A Fine-Tuned Convolutional Neural Network Model for Banana Leaf Disease Detection
Gurpreet Singh, Kalpna Guleria, Shagun Sharma
Abstract
The use of Convolutional Neural Networks (CNNs) for early identification of banana leaf diseases is a significant advancement in the area of image recognition technology. The primary objective of the proposed work is to develop and implement a CNN model that is capable of reliably locating and recognising banana leaves in images. To implement this strategy, a huge dataset of labelled images of banana leaves are compiled. These images have been selected from Kaggle and preprocessed to ensure that they are both varied and regular. In the pre-processing step, the images have been transformed into identical sizes to be understood by the CNN model. The capabilities of CNNs to learn hierarchically are used to construct a multi-layered architecture that includes convolutional, pooling, and fully connected layers. As part of the training process for the model, the dataset is subjected to recurrent optimisation to reduce a predetermined loss function. The capability of the model to identify banana leaf diseases in a broad variety of images is put to the test and validated via a series of layers of the CNN model.
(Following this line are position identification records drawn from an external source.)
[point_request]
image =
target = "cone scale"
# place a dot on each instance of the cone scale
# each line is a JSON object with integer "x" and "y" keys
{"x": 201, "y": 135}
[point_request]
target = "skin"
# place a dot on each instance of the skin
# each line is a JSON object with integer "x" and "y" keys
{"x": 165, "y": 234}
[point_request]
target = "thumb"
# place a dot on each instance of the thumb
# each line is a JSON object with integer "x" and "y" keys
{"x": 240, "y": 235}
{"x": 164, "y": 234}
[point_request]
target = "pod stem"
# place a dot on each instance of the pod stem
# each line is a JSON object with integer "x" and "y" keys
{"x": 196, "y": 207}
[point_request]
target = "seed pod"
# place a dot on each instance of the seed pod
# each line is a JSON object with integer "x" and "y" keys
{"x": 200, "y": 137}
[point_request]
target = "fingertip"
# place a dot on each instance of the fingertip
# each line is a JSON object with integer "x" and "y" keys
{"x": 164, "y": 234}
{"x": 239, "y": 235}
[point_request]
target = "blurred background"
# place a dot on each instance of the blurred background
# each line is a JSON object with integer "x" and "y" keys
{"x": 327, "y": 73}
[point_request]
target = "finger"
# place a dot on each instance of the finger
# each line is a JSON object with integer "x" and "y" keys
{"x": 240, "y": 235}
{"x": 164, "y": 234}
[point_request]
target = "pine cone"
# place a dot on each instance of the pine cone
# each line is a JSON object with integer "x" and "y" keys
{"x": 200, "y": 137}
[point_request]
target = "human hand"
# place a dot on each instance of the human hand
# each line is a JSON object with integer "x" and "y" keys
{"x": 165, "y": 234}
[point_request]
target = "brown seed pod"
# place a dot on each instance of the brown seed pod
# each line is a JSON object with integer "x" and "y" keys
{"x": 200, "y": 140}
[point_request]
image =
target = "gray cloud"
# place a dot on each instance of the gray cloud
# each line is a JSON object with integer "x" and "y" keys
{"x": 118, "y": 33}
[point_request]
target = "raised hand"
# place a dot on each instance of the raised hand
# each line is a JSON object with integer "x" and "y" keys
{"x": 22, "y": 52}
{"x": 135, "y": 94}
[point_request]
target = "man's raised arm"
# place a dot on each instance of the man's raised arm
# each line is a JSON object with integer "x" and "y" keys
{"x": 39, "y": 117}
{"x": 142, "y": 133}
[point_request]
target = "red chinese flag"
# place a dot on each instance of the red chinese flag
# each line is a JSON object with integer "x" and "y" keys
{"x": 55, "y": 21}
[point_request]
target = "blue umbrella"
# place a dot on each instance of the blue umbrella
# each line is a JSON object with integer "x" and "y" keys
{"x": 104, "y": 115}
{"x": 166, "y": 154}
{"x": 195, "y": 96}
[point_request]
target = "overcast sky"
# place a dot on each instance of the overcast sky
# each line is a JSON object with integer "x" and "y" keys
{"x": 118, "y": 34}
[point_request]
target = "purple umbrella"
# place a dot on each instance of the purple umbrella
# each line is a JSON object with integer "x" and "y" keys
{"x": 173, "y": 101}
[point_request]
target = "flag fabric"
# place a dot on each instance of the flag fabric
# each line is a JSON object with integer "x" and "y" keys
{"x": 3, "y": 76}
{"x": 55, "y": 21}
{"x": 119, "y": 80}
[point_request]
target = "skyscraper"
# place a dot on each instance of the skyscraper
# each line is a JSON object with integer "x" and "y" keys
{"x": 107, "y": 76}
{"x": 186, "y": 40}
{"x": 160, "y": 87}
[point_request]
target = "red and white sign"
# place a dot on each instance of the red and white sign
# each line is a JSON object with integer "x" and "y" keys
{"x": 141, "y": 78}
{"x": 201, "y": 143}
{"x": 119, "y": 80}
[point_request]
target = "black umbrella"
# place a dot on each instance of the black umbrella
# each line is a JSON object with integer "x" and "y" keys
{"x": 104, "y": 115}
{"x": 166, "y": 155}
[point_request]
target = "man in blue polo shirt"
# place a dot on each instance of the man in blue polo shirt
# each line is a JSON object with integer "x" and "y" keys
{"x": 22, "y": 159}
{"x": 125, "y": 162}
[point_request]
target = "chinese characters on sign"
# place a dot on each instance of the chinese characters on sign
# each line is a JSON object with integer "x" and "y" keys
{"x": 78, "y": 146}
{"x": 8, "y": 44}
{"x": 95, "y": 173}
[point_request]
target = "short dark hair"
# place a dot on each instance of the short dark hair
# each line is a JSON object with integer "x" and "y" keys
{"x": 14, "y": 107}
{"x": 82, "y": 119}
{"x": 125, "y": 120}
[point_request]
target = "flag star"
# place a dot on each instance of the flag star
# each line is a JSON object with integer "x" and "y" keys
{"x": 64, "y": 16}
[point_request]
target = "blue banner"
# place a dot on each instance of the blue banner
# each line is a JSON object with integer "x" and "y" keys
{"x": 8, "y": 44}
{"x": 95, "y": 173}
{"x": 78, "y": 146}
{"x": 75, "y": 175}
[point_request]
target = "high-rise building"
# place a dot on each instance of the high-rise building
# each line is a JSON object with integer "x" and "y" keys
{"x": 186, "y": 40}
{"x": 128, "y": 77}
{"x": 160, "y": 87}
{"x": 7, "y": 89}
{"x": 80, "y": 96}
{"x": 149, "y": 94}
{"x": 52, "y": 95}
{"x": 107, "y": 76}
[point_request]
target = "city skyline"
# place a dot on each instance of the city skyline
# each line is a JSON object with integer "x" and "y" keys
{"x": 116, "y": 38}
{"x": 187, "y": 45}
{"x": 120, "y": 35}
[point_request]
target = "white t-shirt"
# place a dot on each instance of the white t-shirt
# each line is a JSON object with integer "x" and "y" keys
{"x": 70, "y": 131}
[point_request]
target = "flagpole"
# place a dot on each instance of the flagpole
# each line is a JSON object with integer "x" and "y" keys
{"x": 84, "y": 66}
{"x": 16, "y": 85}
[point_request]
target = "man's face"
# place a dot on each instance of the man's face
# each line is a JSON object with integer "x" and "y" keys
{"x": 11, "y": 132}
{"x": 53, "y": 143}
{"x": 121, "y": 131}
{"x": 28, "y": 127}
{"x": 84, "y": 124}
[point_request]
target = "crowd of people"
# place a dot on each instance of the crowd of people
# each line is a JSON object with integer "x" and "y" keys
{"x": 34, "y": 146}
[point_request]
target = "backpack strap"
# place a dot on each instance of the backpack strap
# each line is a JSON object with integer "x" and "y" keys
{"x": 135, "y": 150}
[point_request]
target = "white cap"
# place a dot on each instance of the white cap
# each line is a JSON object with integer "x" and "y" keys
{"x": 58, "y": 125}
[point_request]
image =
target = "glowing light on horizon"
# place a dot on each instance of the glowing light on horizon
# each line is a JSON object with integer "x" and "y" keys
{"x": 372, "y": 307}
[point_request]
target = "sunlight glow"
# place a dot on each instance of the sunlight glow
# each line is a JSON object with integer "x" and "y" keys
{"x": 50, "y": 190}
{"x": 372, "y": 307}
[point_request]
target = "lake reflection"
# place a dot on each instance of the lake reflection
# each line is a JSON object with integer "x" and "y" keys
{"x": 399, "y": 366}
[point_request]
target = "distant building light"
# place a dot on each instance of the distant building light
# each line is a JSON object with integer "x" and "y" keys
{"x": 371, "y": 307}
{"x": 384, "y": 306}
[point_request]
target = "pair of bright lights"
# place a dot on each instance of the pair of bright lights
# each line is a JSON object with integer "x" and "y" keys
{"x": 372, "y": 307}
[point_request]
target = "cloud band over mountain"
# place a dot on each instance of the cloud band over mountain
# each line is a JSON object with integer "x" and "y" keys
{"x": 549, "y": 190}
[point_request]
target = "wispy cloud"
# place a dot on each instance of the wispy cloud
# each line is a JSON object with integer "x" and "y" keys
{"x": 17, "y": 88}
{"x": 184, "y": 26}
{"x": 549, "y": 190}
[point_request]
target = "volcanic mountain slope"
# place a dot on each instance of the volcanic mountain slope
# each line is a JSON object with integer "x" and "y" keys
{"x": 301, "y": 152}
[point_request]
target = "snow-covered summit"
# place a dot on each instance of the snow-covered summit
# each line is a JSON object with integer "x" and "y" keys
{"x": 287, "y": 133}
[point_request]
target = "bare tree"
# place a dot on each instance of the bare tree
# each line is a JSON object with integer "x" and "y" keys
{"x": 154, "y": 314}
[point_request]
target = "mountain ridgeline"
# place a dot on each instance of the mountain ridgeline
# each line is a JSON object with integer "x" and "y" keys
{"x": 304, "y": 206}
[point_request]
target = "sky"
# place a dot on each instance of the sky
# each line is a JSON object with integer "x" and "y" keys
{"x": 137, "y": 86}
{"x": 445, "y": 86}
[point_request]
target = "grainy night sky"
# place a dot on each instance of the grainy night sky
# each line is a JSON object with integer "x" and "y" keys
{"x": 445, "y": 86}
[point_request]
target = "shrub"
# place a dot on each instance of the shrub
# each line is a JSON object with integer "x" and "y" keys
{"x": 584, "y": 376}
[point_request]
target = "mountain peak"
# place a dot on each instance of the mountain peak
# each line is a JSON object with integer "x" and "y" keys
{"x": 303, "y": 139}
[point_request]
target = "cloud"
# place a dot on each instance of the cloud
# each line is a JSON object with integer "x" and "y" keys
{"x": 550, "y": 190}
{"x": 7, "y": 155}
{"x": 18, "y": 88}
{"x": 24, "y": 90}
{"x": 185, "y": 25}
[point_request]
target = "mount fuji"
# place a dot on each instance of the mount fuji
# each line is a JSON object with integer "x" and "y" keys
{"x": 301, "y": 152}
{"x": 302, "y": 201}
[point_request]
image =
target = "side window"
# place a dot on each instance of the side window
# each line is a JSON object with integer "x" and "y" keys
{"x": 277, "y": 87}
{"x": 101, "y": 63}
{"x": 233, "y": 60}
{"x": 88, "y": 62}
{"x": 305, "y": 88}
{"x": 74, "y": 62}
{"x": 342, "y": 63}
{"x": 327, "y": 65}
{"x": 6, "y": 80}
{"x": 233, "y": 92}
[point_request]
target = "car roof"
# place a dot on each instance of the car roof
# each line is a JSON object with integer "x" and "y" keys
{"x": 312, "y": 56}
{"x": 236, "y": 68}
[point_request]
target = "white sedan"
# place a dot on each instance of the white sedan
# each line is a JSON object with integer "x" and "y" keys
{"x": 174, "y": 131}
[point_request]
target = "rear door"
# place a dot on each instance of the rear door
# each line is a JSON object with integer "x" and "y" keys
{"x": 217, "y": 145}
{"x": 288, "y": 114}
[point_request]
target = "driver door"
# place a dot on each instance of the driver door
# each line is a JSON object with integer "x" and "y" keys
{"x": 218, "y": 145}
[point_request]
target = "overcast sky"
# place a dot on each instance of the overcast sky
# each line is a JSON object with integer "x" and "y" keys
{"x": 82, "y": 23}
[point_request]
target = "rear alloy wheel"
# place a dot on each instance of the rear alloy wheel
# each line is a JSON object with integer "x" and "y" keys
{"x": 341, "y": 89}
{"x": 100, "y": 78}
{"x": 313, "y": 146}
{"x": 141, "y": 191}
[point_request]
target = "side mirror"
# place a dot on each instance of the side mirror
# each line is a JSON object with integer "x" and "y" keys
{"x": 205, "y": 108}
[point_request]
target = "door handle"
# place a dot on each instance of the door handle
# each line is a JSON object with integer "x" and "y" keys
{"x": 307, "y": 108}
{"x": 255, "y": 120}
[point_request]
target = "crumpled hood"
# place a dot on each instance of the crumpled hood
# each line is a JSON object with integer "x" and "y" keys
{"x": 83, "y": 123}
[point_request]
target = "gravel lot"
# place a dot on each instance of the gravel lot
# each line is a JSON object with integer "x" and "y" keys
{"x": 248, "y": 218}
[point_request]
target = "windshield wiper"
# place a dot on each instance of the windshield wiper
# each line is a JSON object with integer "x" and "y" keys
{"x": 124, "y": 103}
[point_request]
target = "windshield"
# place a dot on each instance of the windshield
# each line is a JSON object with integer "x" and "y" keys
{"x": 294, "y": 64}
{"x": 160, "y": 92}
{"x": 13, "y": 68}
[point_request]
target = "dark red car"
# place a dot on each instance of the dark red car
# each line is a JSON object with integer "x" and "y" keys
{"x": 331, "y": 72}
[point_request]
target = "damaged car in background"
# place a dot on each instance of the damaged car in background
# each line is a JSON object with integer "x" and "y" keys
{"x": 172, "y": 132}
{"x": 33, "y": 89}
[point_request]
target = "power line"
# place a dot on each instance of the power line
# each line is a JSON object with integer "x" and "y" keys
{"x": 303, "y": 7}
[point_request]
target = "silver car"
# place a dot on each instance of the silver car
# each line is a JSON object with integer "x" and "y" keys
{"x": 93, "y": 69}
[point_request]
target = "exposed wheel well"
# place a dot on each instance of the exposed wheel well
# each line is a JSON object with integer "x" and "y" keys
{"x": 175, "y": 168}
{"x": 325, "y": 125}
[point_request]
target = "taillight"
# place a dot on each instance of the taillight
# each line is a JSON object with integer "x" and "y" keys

It has been shown that CNN is capable of accurately locating banana leaf diseases by achieving an accuracy of 98.24% at epoch 20. Further, the loss of the model has been also identified as the lowest at epoch 20 as 0.2936. This ability has the potential to be useful in a variety of fields, including agriculture, cookery, and environmental awareness. The development and validation of this CNN model's ability to identify banana leaf disease is a significant advancement in the area of automated visual recognition systems. This model has the potential to be used in a wide variety of industries and organisational applications.